Carney has now stepped in, promising a “clear and efficient” approval pathway and confirming that the marquee piece of the project — a pipeline carrying one million barrels of low-emission Alberta bitumen a day — would be financed and built by private operators. The federal government will amend tanker legislation so that Canadian crude can reach Asian buyers.

That promise lands in a province where opposition is already entrenched. British Columbia Premier David Eby said the tanker law should remain untouched. Several Indigenous groups along the northwest coast issued their own statement saying they will not accept oil tankers in their waters and that the proposed pipeline “will never happen.”

Even with the C$34 billion expansion of the federally owned Trans Mountain pipeline, which tripled its capacity last year, analysts expect existing routes to hit their limit by the end of the decade, especially as Alberta increases output.

What This Means for the West’s Climate Posture

In global energy circles, the Carney-Alberta deal is being watched closely for what it says about Western climate diplomacy. For years, wealthy governments in Europe and North America have pushed African nations to move rapidly toward clean energy and scale back fossil fuels, often tying funding and international support to those commitments.

Canada, the United States, and the European Union have repeatedly urged African oil-producing nations such as Nigeria, Angola, and Mozambique to drop new oil and gas projects and pivot toward renewables, arguing that the world cannot meet its climate goals without such transitions. At the same time, African leaders have countered that Western economies continue to rely heavily on fossil fuels, build new LNG projects, and relax emissions rules whenever national interests are at risk.

This new Canadian deal is now being cited as a fresh example of that imbalance. It shows how Western governments can lean toward energy security during moments of economic risk while expecting developing nations to move faster and with fewer options. Carney’s decision to roll back domestic climate restrictions illustrates the kind of concessions major economies are willing to make when their own industries face pressure.

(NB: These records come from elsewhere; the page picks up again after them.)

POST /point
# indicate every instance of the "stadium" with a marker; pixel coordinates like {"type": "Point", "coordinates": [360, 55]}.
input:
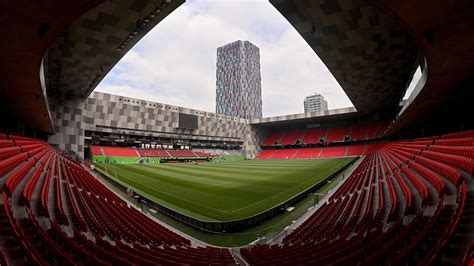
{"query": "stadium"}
{"type": "Point", "coordinates": [94, 178]}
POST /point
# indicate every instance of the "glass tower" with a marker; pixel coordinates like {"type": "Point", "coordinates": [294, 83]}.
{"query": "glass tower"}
{"type": "Point", "coordinates": [238, 85]}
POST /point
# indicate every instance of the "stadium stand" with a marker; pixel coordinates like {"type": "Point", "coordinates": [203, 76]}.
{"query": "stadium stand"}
{"type": "Point", "coordinates": [308, 153]}
{"type": "Point", "coordinates": [313, 135]}
{"type": "Point", "coordinates": [285, 153]}
{"type": "Point", "coordinates": [272, 138]}
{"type": "Point", "coordinates": [336, 134]}
{"type": "Point", "coordinates": [333, 151]}
{"type": "Point", "coordinates": [316, 152]}
{"type": "Point", "coordinates": [96, 150]}
{"type": "Point", "coordinates": [389, 210]}
{"type": "Point", "coordinates": [153, 152]}
{"type": "Point", "coordinates": [359, 132]}
{"type": "Point", "coordinates": [120, 151]}
{"type": "Point", "coordinates": [329, 134]}
{"type": "Point", "coordinates": [290, 137]}
{"type": "Point", "coordinates": [182, 153]}
{"type": "Point", "coordinates": [385, 211]}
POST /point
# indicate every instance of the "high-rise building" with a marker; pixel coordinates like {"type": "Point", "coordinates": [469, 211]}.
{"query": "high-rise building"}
{"type": "Point", "coordinates": [238, 85]}
{"type": "Point", "coordinates": [315, 103]}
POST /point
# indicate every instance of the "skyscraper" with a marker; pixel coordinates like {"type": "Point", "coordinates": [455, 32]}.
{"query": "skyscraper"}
{"type": "Point", "coordinates": [238, 85]}
{"type": "Point", "coordinates": [315, 103]}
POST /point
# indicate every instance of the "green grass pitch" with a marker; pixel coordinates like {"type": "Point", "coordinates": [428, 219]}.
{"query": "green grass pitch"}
{"type": "Point", "coordinates": [224, 191]}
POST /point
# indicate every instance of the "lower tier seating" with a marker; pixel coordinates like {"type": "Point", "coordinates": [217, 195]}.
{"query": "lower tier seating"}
{"type": "Point", "coordinates": [402, 204]}
{"type": "Point", "coordinates": [53, 211]}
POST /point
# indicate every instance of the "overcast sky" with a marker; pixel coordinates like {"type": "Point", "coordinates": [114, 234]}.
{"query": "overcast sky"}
{"type": "Point", "coordinates": [175, 63]}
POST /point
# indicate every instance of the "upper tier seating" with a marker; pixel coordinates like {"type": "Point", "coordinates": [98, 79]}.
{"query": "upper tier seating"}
{"type": "Point", "coordinates": [308, 153]}
{"type": "Point", "coordinates": [333, 151]}
{"type": "Point", "coordinates": [153, 153]}
{"type": "Point", "coordinates": [120, 151]}
{"type": "Point", "coordinates": [265, 154]}
{"type": "Point", "coordinates": [182, 153]}
{"type": "Point", "coordinates": [337, 133]}
{"type": "Point", "coordinates": [96, 150]}
{"type": "Point", "coordinates": [330, 134]}
{"type": "Point", "coordinates": [396, 207]}
{"type": "Point", "coordinates": [272, 138]}
{"type": "Point", "coordinates": [314, 152]}
{"type": "Point", "coordinates": [356, 150]}
{"type": "Point", "coordinates": [284, 153]}
{"type": "Point", "coordinates": [73, 219]}
{"type": "Point", "coordinates": [359, 132]}
{"type": "Point", "coordinates": [290, 137]}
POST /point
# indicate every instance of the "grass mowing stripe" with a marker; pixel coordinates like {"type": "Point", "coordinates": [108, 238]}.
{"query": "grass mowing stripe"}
{"type": "Point", "coordinates": [197, 183]}
{"type": "Point", "coordinates": [243, 177]}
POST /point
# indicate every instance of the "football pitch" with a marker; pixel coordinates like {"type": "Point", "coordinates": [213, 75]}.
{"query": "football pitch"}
{"type": "Point", "coordinates": [223, 191]}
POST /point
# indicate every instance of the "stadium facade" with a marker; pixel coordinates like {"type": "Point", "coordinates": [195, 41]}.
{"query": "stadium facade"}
{"type": "Point", "coordinates": [238, 80]}
{"type": "Point", "coordinates": [76, 119]}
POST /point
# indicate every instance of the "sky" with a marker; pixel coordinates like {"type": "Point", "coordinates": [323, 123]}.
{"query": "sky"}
{"type": "Point", "coordinates": [175, 63]}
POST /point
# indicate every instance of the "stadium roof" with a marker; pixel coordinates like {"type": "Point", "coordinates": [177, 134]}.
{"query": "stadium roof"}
{"type": "Point", "coordinates": [370, 55]}
{"type": "Point", "coordinates": [79, 41]}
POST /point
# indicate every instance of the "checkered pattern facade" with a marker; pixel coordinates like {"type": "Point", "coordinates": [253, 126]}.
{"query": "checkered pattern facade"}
{"type": "Point", "coordinates": [238, 86]}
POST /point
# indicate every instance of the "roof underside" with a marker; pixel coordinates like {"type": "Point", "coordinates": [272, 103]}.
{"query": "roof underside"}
{"type": "Point", "coordinates": [371, 56]}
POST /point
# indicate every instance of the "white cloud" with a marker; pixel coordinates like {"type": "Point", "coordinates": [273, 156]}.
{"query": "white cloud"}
{"type": "Point", "coordinates": [175, 62]}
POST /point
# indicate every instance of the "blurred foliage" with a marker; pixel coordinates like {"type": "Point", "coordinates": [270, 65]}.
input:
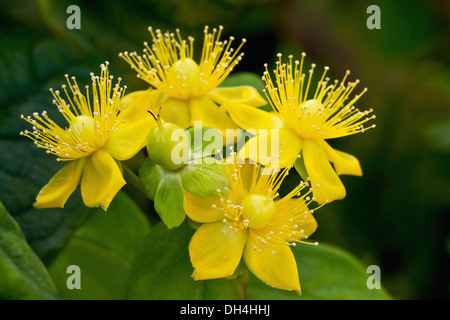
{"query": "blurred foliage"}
{"type": "Point", "coordinates": [396, 216]}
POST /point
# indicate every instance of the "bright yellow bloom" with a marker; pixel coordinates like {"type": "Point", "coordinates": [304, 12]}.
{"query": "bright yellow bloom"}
{"type": "Point", "coordinates": [99, 133]}
{"type": "Point", "coordinates": [186, 90]}
{"type": "Point", "coordinates": [252, 222]}
{"type": "Point", "coordinates": [305, 121]}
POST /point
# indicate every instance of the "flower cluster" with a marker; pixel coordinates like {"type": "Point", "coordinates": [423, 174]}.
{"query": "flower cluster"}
{"type": "Point", "coordinates": [235, 196]}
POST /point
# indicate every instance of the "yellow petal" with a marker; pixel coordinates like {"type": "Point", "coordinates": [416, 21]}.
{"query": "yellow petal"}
{"type": "Point", "coordinates": [128, 140]}
{"type": "Point", "coordinates": [286, 209]}
{"type": "Point", "coordinates": [101, 180]}
{"type": "Point", "coordinates": [136, 104]}
{"type": "Point", "coordinates": [205, 110]}
{"type": "Point", "coordinates": [344, 163]}
{"type": "Point", "coordinates": [175, 111]}
{"type": "Point", "coordinates": [273, 148]}
{"type": "Point", "coordinates": [200, 208]}
{"type": "Point", "coordinates": [324, 180]}
{"type": "Point", "coordinates": [252, 118]}
{"type": "Point", "coordinates": [241, 94]}
{"type": "Point", "coordinates": [273, 264]}
{"type": "Point", "coordinates": [215, 250]}
{"type": "Point", "coordinates": [56, 192]}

African officials and analysts who follow global climate negotiations have long argued that Western expectations should not shape the continent’s economic future. Carney’s agreement with Alberta reinforces that view, making it harder for Western countries to demand strict fossil-fuel cuts abroad when they are publicly loosening their own rules at home.

Carbon Pricing, Power Infrastructure, and a New National Electricity Strategy

Along with the major reversals, the federal government and Alberta plan to finalize a new industrial carbon pricing deal by April 1 next year. They will also collaborate on building the Pathways Plus carbon capture system, promoted as the world’s largest planned CCS project.

Ottawa will support Alberta’s push into nuclear power, help strengthen its electricity grid to accommodate the needs of AI data centers, and back the construction of transmission lines linking the province with neighboring regions. Carney said the federal government will unveil a new electricity strategy aimed at doubling Canada’s clean-grid capacity.